UPSC Exam Preparation: Topic of the Day – Aspirational Districts Programme

Balanced growth is the prerequisite for the overall development in a diverse country like India. Many programmes have been formulated by the policymakers to address the issue of widespread disparity in the indicators of development in different regions of the country. Nonetheless, the programmes launched earlier lacked centralized monitoring mechanisms, were infested with loopholes, lack of convergence, lack of availability of real-time data etc. Above all, a “one size fits all” approach was adopted, which resulted in the programmes, not yielding the desired results.

Recently, in order to effectively and quickly transform the chosen districts (that have witnessed least progress among certain parameters of development), the government launched the Aspirational Districts Programme. The Aspirational Districts Programme (ADP) is a quintessential retreat from India’s previous development strategies in its ownership, scope, and scale. It is implicit in the plan of the programme that the Indian economy could sustain growth only by improving the human development for all its citizens.
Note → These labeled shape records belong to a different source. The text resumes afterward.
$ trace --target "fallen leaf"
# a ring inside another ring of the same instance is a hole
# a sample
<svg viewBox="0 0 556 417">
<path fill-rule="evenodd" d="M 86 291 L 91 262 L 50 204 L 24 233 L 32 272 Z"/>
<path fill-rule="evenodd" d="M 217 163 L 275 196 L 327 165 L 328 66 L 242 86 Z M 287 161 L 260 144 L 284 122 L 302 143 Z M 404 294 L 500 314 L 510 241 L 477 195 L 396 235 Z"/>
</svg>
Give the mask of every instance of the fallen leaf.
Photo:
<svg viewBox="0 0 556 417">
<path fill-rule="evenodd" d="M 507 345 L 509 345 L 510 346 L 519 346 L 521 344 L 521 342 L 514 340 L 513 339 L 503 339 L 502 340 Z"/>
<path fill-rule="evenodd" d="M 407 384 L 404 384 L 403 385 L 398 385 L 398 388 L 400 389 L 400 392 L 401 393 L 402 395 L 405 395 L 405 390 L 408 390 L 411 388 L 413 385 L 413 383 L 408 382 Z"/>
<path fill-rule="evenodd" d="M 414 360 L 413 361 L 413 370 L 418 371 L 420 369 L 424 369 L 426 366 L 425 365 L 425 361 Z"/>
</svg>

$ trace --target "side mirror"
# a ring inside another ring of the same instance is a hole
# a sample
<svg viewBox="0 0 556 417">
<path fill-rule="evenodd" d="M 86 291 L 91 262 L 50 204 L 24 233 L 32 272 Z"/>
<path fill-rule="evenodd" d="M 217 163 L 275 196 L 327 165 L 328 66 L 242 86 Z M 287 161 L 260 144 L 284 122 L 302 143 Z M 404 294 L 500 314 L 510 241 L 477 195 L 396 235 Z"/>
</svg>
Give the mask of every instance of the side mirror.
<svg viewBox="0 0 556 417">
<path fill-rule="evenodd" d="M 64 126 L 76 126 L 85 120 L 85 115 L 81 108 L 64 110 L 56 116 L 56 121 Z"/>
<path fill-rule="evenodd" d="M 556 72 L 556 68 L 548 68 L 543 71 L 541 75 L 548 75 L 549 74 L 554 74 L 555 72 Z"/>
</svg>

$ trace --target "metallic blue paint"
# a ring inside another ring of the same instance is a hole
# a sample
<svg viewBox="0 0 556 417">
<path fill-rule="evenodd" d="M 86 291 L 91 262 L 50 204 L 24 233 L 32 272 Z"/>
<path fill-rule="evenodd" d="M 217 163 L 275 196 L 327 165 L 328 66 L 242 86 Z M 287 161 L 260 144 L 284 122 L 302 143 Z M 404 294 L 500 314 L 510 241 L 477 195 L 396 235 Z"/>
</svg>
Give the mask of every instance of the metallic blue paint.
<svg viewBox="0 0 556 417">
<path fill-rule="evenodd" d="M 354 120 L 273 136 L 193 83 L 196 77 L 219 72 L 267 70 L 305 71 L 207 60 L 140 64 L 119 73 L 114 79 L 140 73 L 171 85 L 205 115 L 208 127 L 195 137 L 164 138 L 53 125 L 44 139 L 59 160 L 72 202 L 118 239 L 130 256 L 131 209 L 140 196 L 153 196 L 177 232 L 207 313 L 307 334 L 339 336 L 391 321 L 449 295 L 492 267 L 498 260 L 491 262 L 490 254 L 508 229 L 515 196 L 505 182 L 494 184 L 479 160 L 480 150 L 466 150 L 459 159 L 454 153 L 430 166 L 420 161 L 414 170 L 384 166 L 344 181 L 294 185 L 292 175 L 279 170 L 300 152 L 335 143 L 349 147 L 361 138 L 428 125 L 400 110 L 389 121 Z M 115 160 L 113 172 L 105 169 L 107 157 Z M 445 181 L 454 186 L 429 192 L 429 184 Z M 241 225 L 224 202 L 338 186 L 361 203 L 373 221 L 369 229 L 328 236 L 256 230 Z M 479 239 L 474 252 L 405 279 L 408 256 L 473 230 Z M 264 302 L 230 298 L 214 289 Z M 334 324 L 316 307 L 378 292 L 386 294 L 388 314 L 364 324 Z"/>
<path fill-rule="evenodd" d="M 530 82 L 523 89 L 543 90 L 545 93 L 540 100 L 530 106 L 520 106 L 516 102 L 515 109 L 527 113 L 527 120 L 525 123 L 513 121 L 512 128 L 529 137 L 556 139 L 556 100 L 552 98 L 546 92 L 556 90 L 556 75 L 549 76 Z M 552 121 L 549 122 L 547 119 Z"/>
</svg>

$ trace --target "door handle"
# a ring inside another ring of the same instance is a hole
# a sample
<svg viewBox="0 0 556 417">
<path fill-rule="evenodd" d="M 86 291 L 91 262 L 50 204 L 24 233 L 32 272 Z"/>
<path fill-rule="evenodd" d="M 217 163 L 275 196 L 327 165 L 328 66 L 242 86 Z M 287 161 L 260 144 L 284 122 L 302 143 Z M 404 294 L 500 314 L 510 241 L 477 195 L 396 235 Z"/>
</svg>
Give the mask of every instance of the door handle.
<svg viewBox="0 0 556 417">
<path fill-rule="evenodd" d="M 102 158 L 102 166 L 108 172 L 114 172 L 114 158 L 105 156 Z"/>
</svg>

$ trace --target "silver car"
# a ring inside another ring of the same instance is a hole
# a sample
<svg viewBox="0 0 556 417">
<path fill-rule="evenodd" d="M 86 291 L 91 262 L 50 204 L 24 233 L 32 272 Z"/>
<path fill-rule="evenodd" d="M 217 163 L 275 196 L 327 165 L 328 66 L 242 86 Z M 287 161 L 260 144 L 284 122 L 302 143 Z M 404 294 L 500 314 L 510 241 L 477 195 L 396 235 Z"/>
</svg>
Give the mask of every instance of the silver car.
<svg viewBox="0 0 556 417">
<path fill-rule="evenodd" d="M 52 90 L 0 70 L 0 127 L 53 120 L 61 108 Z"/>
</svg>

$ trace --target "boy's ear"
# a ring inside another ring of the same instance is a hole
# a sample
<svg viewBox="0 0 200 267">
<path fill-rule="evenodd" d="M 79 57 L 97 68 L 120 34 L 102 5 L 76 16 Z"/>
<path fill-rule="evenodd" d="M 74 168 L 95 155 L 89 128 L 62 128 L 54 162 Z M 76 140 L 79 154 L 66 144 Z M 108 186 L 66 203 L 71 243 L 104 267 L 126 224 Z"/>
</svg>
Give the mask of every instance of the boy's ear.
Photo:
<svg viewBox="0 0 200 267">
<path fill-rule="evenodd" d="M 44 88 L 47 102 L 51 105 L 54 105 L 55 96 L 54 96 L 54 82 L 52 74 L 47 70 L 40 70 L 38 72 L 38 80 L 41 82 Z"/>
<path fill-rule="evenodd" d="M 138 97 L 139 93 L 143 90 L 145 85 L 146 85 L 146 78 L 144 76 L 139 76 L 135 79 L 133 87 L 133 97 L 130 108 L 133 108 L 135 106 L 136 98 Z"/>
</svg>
  • 115 districts from across 28 states have been chosen. They constitute about 20% of the population of India and cover about 8,600-gram Panchayats.
  • The progress under the programme is tracked through the data collected on a real-time basis. A dashboard has been created by the NITI Ayog to track the real-time progress. This, in turn, enhances accountability and transparency.
  • Statistics have been collected on 49 indicators on 5 core dimensions (education, financial inclusion, agriculture and water resources, skill development and basic infrastructure) in order to provide an initial benchmark for the programme.
  • It is important, however, to note that all the dimensions are not considered equal in constructing a composite index for every district, taking cognizance of the nature of development challenges in India.
  • The focus, under the programme, is shifted from the outputs to the socio-economic outputs.
  • The programme is a positive shift towards cooperative federalism, as the districts and the states have a greater voice in their development.